My vote is "to write this stuff to an external database"
You miss a lot of things in Sharepoint things like transaction support, referential integrity, easy way of updating (compare SQL), reporting (using Reporting Services and a SQL database)... see sharepoint as a way to store documents and simple lists.....
The argument for Sharepoint is if it is a small application, no requirements on support for transactions, no need to import external data etc...
When people say Sharepoint is a development plattform there is a need to define whjat they think a development plattform is.
The latest rumours about Sharepoint 2010 tells us that there will be support for SQL server based lists in next version ..... which I think will at least move Sharepoint in the right direction ....
Take a look at SLAM, SharePoint List Association Manager, an open source project my company created and actively supports.
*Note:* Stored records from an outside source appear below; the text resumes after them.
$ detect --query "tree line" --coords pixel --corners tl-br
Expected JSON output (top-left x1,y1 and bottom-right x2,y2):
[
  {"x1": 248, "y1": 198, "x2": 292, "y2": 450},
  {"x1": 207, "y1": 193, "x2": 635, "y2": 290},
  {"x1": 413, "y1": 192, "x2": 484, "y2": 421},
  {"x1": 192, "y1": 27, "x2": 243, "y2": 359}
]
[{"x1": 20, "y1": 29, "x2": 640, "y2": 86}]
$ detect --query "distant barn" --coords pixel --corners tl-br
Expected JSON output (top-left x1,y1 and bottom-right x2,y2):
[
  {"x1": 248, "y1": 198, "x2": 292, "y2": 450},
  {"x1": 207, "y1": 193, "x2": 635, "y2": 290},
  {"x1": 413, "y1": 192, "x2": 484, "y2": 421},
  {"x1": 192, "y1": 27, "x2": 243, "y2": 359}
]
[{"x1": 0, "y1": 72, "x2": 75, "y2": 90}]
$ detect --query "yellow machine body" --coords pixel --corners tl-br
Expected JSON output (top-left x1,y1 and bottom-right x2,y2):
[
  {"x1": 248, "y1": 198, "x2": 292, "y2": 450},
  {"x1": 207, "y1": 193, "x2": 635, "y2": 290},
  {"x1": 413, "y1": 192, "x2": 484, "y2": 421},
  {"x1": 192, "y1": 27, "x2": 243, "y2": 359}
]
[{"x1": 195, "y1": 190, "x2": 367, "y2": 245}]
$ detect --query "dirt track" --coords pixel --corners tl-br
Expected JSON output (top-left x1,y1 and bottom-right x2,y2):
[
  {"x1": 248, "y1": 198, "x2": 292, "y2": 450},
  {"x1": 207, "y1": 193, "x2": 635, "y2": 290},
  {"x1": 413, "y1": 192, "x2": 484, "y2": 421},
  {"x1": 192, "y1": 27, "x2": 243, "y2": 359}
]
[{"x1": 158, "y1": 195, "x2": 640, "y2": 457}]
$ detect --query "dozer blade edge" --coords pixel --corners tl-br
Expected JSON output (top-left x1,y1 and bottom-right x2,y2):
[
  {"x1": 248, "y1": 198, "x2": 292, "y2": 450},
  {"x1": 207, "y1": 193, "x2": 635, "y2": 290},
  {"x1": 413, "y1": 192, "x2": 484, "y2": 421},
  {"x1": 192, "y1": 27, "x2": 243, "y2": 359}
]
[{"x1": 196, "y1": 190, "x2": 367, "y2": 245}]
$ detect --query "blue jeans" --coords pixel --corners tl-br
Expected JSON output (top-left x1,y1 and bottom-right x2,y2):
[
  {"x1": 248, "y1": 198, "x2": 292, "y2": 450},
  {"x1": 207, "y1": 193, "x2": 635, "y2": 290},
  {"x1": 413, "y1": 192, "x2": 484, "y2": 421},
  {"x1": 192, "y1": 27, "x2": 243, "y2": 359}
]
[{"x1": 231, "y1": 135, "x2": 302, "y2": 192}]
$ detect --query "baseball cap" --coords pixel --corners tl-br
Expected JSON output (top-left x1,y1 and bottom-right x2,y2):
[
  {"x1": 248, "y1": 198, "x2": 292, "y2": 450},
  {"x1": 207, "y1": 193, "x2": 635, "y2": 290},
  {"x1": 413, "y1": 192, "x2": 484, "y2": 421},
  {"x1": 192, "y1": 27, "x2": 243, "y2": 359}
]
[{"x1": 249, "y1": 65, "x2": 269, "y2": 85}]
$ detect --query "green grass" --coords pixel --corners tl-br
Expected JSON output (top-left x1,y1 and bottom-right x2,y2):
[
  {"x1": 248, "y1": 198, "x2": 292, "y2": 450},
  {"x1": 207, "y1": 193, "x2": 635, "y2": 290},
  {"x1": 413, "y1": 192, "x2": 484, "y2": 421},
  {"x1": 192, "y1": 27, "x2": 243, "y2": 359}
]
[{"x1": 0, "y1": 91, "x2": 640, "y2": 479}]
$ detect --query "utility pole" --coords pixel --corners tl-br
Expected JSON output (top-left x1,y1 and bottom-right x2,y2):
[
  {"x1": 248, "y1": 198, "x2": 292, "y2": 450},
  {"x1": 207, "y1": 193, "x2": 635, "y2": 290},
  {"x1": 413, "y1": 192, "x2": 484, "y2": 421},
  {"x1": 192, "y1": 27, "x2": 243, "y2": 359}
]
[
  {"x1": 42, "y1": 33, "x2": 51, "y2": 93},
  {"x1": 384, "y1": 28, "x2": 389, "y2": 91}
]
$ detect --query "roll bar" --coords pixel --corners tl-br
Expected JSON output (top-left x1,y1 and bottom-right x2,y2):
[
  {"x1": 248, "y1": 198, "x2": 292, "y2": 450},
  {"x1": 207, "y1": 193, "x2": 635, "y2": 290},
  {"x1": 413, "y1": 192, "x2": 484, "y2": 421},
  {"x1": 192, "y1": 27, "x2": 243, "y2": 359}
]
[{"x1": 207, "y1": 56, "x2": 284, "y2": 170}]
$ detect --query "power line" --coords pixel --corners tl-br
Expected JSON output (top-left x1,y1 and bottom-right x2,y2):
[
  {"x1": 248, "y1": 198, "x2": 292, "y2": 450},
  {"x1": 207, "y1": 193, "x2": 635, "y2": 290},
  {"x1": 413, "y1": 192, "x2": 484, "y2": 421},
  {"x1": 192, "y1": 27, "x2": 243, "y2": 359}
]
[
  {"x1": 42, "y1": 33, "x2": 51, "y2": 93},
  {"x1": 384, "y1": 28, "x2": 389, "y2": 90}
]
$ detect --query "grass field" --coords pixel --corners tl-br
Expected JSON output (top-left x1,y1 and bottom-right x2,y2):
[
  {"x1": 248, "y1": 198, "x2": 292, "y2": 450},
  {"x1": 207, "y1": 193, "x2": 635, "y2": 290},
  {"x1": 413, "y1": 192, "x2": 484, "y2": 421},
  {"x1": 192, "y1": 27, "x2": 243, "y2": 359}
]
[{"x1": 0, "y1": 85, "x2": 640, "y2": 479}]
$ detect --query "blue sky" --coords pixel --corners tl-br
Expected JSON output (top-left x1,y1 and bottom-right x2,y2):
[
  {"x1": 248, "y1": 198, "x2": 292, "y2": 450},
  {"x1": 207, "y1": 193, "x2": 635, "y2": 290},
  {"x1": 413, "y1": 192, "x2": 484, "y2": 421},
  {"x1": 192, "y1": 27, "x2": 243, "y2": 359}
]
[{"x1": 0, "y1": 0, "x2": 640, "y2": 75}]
SLAM allows you to synchronize SharePoint data to SQL, including any relationships between lists. SLAM, in addition to being very useful on its own, is really a framework intended to allow developers to create their own complex data associations using what we call SLAM type profiles. We have one out-of-the-box type profile which is part of the open source project which actually allows you to make a SharePoint list hierarchical using the nested set model. For more information, see this page on our codeplex site.
I do this a lot just using sharepoint, using a framework called AAA (Activity,Assignment,Artifact), which allows you to use lookup columns to link an assignment or artifact to a parent Activity. You then build a web part page with connected web parts that allow you to filter all assignments and artifacts by activity. For example, click next to a submission in the submission web part, and all of the submission items attached to that submission will show up. Works great.
The other approach that you can look at using is persisting XML with a field in the item. This is the approach used by the Podcasting Kit (on CodePlex) to store things like ratings.
One possible method is to create a submission content type based on the folder content type and a submission-item based on item content type. Then you can store data hierarchically like in file system and also will work default views and search functionality.
Other way is to create lookup field that points to same list (list=”self”). This field will be used like reference to parent item and you will get list that contains recursively related data. To use this data programmatically will be ok but using views functionality will be little bit complex.
It's easy to do using a connected web part.
Create two lists:
Parent (Id, Title)
Child (Id, Title, ParentId)
Create a new sharepoint page, add DataFormWebPart (displaying Parent) and another one for Child, set both of them to filter based on a QueryString parameter (use that Parameter to filter Parent.Id, and Child.ParentId) voila, you can display parent-child relationships. Now, adding children is more difficult, and that's the part I haven't worked out yet.